MOV EAX, [PFINAL]; Final Address Mov ECX, [EAX]; VBTable Address * (INT *) (PFINAL PDISP) MOV EDX, EAX; Save to Edx Add Edx, [ECX 4]; ECX 4 IS ( * (int *) (PFINAL PDISP) VDISP) MOV [PBASE], EDX; EDX = PFINAL MDISP * (INT *) (PFINAL PDISP) VDISP) PDISP; Here MDISP = 0, PDISP = 0, VDISP = 4 Maybe you have to say, what do I want to do? Direct conversion when I want to convert, the compiler will help, indeed, most of the time, However, at some point, it is not this, now you have to implement a function, enter a pointer, enter a _pmd structure, you have to implement an AdjustPointer function to generate another pointer. This time you can only complete this. Because I didn't give you the names of the two pointers, I haven't used the name of your string form. Oh .... You may say that there is something, it is true, template can realize this Function, huh .. This will not discuss specific implementation details. Maybe you have to ask, when you will achieve this, there is no function, in fact, this function is really existing, just not by you To achieve, but MS people are implemented, you only write a program with C exceptions, use the IDA to disassemble, then find the function, you can find this function, he used to create a Catch in an exception handling What is needed. As for this detailed information, please look forward to it. I will write the fastest to how the VC implements the C exception.

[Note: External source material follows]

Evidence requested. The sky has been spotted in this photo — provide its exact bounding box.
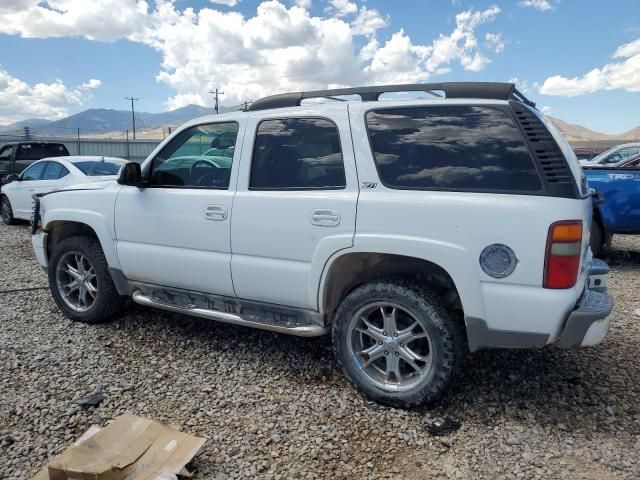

Finally, let's talk about the way the _pmd structure. Don't surprise, the method is more trouble, such as I want to know the _pmd information related to the cfinal class, first new work, write the statement like throw pfinal, compile In this statement, set breakpoints, run, go to disassembly, enter __cxxthrowexception @ 8 functions, this time you can't read something called PTHROWInfo (if you can't see, please open "display symbol name "Options), enter PTHROWINFO in the Watch window, expand him, see a PcatchabletypeArray, record the value of his ncacthabletypes, then enter in Watch
pThrowInfo-> pCatchableTypeArray-> arrayOfCatchableTypes [0] to pThrowInfo-> pCatchableTypeArray-> arrayOfCatchableTypes [n], n is 1 minus the value you just recorded, and then expand them, you can see a thisDisplacement of data, it is to continue mdisp Wait, it is very trouble. Ha .. You have guessed, this is related to abnormalities.